If I understand your response correctly, it seems your objection to a higher level of generality is that "it would render rational basis review effectively toothless." But I'm not sure I understand that objection: As you know, rational basis review is very frequently criticized as being toothless. My proposal takes rational review as it is; it's not a normative argument for what rational basis should be.

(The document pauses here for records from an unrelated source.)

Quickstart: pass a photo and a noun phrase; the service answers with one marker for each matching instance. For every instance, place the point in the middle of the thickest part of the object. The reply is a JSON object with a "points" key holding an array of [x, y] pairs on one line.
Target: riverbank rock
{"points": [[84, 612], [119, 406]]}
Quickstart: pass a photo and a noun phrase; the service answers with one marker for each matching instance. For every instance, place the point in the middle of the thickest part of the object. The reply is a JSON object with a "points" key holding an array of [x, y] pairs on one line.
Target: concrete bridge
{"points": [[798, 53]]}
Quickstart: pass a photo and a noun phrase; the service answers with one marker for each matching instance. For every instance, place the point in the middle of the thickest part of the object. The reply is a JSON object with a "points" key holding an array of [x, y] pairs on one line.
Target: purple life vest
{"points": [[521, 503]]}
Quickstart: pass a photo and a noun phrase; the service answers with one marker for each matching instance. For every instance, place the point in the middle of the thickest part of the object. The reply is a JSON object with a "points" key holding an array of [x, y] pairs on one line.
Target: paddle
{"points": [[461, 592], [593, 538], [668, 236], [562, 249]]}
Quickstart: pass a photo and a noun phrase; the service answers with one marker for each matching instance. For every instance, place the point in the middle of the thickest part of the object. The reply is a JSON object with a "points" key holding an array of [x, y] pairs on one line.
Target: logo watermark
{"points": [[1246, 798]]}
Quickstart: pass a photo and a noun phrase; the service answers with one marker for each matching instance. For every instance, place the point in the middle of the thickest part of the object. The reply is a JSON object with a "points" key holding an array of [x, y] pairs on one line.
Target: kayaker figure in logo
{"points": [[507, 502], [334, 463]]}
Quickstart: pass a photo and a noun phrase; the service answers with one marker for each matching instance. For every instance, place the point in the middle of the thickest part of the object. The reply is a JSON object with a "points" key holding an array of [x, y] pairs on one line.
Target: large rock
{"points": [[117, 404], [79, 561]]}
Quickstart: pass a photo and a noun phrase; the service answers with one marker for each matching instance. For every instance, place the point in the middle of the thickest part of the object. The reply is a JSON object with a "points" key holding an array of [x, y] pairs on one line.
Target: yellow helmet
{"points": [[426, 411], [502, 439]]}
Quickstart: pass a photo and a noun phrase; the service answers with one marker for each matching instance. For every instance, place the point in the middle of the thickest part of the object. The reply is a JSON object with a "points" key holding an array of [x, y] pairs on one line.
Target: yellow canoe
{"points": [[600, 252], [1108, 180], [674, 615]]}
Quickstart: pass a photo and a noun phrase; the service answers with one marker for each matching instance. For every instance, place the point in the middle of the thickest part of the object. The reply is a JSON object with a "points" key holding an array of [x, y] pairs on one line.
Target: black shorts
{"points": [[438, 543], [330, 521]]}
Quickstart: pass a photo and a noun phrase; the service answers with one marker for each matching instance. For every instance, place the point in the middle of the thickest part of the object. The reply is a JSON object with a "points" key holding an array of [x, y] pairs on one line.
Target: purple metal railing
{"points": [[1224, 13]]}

As for your hypo in which you imagine a world in which racial distinctions receive rational basis review; such a world would be so obviously intolerable not because of my argument about line-drawing, but rather because it is inconceivable to apply rational basis review to racial distinctions.

Rebecca said...

such a world would be so obviously intolerable not because of my argument about line-drawing, but rather because it is inconceivable to apply rational basis review to racial distinctions.

But not sex?

David Schraub said...

Prof. Kerr: The problem with your theory isn't that it means almost any law will pass rational basis review -- it's that it means even theoretically speaking rational basis review is effectively meaningless, because by definition every single bill or policy, viewed at the level of generality you're positing, has the sort of line drawing problems that we should defer to. It may be that rational basis review is the inversion of strict scrutiny (weak in theory, non-existent in fact), but we should still resist moving the non-existence over to the theory side of the ledger.

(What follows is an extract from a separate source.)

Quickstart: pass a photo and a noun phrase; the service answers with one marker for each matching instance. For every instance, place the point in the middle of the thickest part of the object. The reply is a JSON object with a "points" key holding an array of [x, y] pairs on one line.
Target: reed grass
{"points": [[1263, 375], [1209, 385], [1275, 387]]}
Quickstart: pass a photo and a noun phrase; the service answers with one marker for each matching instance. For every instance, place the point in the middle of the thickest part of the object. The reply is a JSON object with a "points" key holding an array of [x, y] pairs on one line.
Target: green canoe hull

As for the problem with using racial distinctions, I did that advisedly -- your hypothetical (fairly) asked that we push aside whether homosexuality ought to be considered a suspect class (I think it pretty clearly should be). I don't see why it is unfair to analogize to another suspect class which we'll play make believe shouldn't be treated as such. Still, I don't the hypothetical changes all that much if the law prohibited kids with brown hair from attending school -- the point is whether a categorical exclusion of a class of people from a benefit can be justified because other administrative aspects of that benefit (but not the specific one at issue) involve line drawing problems. I don't think that's tenable.

PG said...

because it is inconceivable to apply rational basis review to racial distinctions.

I do not think it means what you think it means.

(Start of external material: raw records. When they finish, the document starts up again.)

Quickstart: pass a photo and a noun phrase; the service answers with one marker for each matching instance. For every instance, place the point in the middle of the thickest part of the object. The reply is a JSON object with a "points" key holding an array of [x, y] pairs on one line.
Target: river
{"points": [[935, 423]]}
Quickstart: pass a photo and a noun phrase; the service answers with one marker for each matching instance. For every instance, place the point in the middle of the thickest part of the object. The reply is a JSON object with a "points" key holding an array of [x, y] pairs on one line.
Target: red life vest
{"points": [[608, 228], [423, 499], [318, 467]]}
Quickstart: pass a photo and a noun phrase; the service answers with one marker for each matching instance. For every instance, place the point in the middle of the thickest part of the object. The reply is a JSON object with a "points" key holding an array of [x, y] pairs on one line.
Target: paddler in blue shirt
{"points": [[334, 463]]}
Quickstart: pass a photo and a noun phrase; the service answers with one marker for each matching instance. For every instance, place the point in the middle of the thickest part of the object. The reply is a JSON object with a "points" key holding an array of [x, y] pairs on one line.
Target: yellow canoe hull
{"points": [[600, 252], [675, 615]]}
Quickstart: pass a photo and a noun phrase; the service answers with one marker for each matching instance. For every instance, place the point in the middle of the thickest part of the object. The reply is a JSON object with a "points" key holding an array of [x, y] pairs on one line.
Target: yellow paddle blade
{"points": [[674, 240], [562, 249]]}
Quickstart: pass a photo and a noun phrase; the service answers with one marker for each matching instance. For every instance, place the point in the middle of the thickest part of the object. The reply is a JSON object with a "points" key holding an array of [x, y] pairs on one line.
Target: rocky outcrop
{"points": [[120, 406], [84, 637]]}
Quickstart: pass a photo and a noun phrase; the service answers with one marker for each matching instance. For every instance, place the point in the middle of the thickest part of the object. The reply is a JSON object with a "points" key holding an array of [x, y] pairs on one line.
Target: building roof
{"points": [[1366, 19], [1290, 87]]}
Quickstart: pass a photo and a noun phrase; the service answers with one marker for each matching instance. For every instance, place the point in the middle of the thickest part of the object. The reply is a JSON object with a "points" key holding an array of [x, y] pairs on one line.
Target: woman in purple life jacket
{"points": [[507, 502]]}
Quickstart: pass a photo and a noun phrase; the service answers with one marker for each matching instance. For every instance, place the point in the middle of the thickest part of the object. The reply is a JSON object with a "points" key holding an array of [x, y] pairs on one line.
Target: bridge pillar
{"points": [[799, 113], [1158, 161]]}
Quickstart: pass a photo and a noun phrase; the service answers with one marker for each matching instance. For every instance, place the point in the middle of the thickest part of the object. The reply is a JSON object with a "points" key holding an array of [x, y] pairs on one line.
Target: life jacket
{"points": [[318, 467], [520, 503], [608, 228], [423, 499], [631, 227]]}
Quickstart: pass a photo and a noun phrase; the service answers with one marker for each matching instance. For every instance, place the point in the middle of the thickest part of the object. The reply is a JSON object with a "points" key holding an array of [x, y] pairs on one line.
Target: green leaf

And sex is a suspect classification too. If you base your decision about who can marry whom on the sex of the parties, you are classifying people based on sex, and you need more than a rational basis to do so.

Joe said...

PG has pointed out the dirty little secret of most every court decision that just assumes the class gays/lesbians. They could easily sidestep and get to heightened scrutiny on gender, but apparently find that reasoning too formalistic (or have no interest in expanding the number of cases where a real degree of scrutiny is applied, or have other political motivations).

And that touches on why I can't find energy to care about this debate. Rational basis is where claims go to die. If one basis is less-than-rational, find another.

PG said...

Joe,

They could easily sidestep and get to heightened scrutiny on gender, but apparently find that reasoning too formalistic (or have no interest in expanding the number of cases where a real degree of scrutiny is applied, or have other political motivations).

Although this is my own reasoning on the issue of sexual orientation discrimination, in fairness to those who don't use the gender analysis, they're generally stuck on the concept of suspect classes, in which discrimination to constitute discrimination is discrimination against a specific group, rather than discriminating on the basis of a classification. Because sexual orientation discrimination works against both gays and lesbians, in this framing there is no sex discrimination because systemically both men and women are discriminated against (even though in each individual circumstance, a lesbian couple is losing out because one of them isn't a man, and a gay couple is losing out because one of them isn't a woman). It is separate-but-equal ideology in truth: so long as men and women are treated the same, the fact that the law keeps distinguishing between them is OK.